Yıllarca yerden yere vurduk, hep halleri ne olacak diye sorularla bitirdik sezonları. 90'lı yılların ortasından beridir Avrupa'nın Top Class maçlarında Türk Hakemleri'ni göremez olduk. Muhtemelen bundan sonra da bu sınırlar içerisinde zaman zaman yerli çoğu zaman da yersiz eleştiriler olacak, hep birlikte göreceğiz zaten.  Hakemlik üzerine yazılacak cümleleri başka bir yazıya sakıyorum zira benim de tecrübelerime dair yazacaklarım var ama şu sistem içerisinde en alttan yukarıya çıkana kadar hep bir yerlere karşı gebe bırakılma eğiliminin varlığı altında görev yapmak o cesareti göstermek kolay değildir şu an için bir cümle içerisine bunu sıkıştırabilirim ama ileride açarız bu konuyu.

Çarşamba akşamı Kazan'da uzun zamanların ardından Cüneyt Çakır'ı gördük Barcelona maçını yönetirken. İtiraf etmek gerekir şu an piyasada hakemim diye düdük çalanlar içerisinde potansiyeli olan 2-3 kişiden biridir. Halis Özkahya, Hüseyin Göçek gibi isimler ile FIFA hakemi bile olsalar üstünden 5 yıl geçse de aynı kefeye koymam.

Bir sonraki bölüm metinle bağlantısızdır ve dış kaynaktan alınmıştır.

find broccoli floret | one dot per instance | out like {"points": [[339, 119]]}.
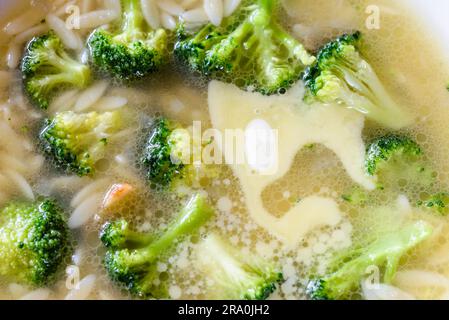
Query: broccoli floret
{"points": [[34, 242], [342, 75], [437, 203], [237, 275], [132, 258], [349, 268], [46, 67], [134, 51], [77, 141], [391, 148], [254, 52], [168, 156], [398, 159]]}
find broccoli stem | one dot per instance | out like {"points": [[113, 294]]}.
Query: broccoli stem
{"points": [[192, 217], [374, 100], [267, 5], [386, 252], [132, 18]]}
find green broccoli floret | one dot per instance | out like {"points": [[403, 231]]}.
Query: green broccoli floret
{"points": [[253, 52], [132, 258], [46, 67], [237, 275], [34, 242], [134, 51], [350, 268], [438, 203], [342, 75], [168, 156], [393, 158], [77, 141]]}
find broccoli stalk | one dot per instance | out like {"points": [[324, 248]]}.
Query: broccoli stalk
{"points": [[255, 53], [77, 142], [134, 52], [342, 75], [349, 269], [46, 67], [132, 257], [237, 275], [34, 242]]}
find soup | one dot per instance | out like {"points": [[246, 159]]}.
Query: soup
{"points": [[319, 217]]}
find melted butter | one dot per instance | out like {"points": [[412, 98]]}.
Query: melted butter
{"points": [[297, 125]]}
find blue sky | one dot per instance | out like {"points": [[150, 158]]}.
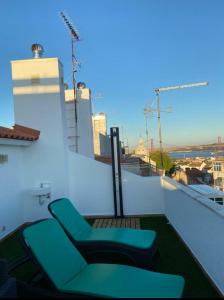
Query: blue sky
{"points": [[128, 48]]}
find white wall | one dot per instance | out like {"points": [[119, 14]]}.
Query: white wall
{"points": [[11, 183], [200, 223], [142, 195], [90, 185], [41, 105], [91, 189]]}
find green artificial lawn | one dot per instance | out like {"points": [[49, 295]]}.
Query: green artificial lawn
{"points": [[174, 258]]}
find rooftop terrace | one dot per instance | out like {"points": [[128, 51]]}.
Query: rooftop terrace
{"points": [[174, 258]]}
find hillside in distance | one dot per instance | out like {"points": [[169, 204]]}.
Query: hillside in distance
{"points": [[209, 147]]}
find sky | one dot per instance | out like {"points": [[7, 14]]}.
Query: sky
{"points": [[127, 49]]}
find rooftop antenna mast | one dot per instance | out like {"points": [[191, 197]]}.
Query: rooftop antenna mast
{"points": [[74, 38]]}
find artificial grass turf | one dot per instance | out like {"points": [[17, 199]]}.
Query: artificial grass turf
{"points": [[174, 258]]}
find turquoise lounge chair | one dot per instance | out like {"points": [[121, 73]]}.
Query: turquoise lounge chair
{"points": [[134, 246], [70, 274]]}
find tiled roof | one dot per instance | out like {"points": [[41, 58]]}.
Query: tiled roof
{"points": [[19, 132]]}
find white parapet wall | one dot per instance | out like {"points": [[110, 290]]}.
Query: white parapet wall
{"points": [[91, 189], [200, 223], [11, 183]]}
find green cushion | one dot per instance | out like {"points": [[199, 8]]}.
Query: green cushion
{"points": [[118, 281], [70, 273], [142, 239], [81, 231], [54, 251], [70, 218]]}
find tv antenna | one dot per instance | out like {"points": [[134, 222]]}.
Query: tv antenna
{"points": [[74, 38]]}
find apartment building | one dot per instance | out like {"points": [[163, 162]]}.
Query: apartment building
{"points": [[218, 173]]}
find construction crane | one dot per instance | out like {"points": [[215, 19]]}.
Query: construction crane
{"points": [[74, 38], [163, 89]]}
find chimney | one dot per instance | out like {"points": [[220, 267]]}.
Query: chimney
{"points": [[37, 50]]}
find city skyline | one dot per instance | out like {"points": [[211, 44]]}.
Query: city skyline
{"points": [[128, 48]]}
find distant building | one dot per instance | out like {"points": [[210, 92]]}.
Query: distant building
{"points": [[141, 151], [101, 140], [218, 173]]}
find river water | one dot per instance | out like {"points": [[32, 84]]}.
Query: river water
{"points": [[195, 154]]}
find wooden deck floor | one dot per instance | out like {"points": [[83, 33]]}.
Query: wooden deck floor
{"points": [[124, 222]]}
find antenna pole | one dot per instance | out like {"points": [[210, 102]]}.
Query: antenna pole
{"points": [[74, 37], [159, 129]]}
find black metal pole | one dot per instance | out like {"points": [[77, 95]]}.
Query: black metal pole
{"points": [[116, 172]]}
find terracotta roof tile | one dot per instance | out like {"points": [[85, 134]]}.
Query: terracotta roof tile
{"points": [[19, 132]]}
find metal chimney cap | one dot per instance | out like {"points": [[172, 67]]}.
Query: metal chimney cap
{"points": [[37, 50]]}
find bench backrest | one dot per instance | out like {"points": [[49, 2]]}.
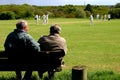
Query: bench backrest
{"points": [[39, 59]]}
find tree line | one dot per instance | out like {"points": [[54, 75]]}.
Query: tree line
{"points": [[14, 11]]}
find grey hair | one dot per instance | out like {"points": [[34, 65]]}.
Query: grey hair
{"points": [[21, 24]]}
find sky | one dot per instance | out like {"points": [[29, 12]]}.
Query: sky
{"points": [[60, 2]]}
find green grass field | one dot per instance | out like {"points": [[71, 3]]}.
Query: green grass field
{"points": [[97, 46]]}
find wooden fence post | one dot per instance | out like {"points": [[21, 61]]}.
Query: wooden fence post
{"points": [[79, 73]]}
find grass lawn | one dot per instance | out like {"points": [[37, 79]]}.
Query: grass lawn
{"points": [[96, 46]]}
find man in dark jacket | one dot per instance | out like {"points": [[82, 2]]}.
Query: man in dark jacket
{"points": [[52, 42], [20, 46]]}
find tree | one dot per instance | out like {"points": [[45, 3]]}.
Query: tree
{"points": [[117, 5], [89, 8]]}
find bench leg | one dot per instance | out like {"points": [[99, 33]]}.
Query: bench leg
{"points": [[18, 75]]}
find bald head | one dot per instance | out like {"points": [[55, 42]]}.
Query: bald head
{"points": [[55, 29], [22, 24]]}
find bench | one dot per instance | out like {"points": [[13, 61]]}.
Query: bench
{"points": [[44, 58]]}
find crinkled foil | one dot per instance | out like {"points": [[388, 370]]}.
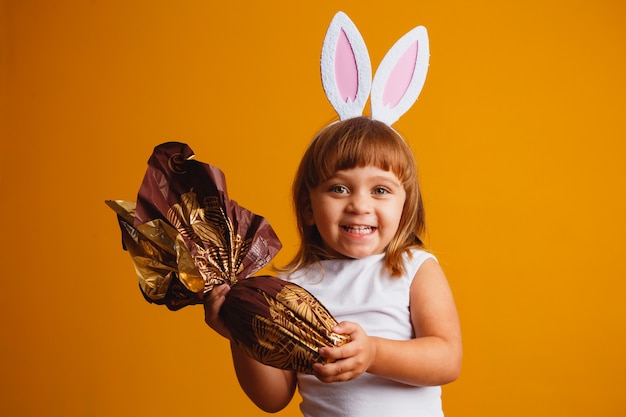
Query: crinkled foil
{"points": [[185, 236]]}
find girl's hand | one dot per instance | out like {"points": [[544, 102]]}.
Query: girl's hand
{"points": [[213, 302], [350, 360]]}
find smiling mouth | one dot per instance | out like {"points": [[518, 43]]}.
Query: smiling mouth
{"points": [[359, 230]]}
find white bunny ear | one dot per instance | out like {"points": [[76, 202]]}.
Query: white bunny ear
{"points": [[400, 76], [346, 68]]}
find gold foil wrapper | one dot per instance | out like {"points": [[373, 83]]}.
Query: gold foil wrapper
{"points": [[185, 236]]}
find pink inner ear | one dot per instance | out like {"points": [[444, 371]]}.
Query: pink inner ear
{"points": [[400, 77], [346, 72]]}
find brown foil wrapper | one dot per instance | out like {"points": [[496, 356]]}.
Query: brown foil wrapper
{"points": [[185, 236]]}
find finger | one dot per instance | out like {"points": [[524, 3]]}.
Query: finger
{"points": [[335, 353], [345, 327]]}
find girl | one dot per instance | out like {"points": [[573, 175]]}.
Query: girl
{"points": [[360, 217]]}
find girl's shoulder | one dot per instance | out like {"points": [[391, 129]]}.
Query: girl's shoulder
{"points": [[414, 258]]}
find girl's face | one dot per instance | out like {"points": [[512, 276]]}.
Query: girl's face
{"points": [[357, 212]]}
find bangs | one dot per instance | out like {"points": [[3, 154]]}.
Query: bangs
{"points": [[363, 142]]}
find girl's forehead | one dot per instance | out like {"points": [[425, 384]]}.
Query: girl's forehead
{"points": [[369, 172]]}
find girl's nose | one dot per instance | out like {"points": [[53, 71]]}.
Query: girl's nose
{"points": [[359, 204]]}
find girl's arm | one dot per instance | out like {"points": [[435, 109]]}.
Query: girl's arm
{"points": [[271, 389], [432, 358]]}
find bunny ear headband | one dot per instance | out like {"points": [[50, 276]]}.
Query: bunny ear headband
{"points": [[347, 72]]}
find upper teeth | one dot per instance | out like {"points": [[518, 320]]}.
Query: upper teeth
{"points": [[358, 229]]}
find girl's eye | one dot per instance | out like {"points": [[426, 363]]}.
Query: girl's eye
{"points": [[338, 189]]}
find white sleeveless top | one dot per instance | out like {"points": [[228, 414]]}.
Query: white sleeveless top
{"points": [[362, 291]]}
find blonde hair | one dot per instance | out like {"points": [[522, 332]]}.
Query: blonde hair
{"points": [[352, 143]]}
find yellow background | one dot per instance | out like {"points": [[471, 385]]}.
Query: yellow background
{"points": [[520, 138]]}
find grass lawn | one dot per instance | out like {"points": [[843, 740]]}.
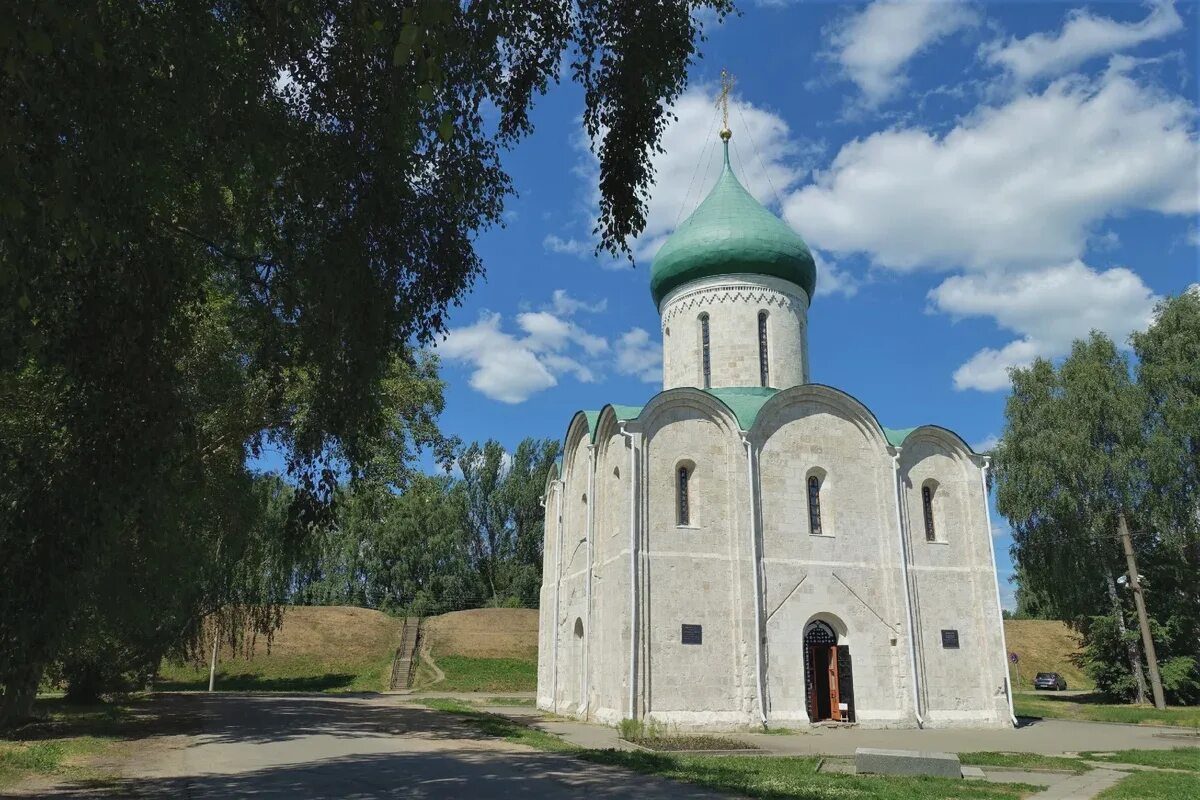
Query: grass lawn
{"points": [[796, 779], [508, 701], [61, 739], [1093, 708], [1153, 786], [1025, 762], [274, 673], [466, 674], [777, 779], [1180, 758]]}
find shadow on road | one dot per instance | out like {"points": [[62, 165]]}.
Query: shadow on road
{"points": [[450, 774], [252, 683]]}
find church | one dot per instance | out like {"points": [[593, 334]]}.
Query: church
{"points": [[751, 549]]}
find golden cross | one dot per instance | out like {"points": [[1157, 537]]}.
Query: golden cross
{"points": [[724, 101]]}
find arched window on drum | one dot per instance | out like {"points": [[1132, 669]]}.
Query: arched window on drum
{"points": [[816, 518]]}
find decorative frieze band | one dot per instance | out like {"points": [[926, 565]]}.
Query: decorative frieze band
{"points": [[727, 293]]}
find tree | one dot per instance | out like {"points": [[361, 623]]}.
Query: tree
{"points": [[297, 185], [504, 515], [1067, 469]]}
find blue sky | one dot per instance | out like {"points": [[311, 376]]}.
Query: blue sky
{"points": [[982, 182]]}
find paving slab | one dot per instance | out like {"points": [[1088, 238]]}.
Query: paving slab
{"points": [[1080, 787], [874, 761]]}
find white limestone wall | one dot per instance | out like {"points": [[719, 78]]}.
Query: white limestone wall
{"points": [[732, 304], [849, 575], [696, 573], [611, 607], [573, 589], [954, 587], [705, 573], [546, 621]]}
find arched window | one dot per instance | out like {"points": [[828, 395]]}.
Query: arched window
{"points": [[763, 370], [927, 503], [814, 505], [683, 506]]}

Neyse çarşamba akşamı maçın genelinde ve kritik anlarda verildiği doğru penaltı kararlarıyla Cüneyt Çakır'ı gayet başarılı buldum. Ülke dışında muhtemelen maçın kritikliği dışında herhangi bir yan baskı unsuru ! olmadan maç yönetmenin rahatlığı ile çıkınca arenaya gayet de cesur olunabiliyormuş. Baze düşünüyorum da bu ülke toprakları çok şeyi dizginletiyor mu acaba?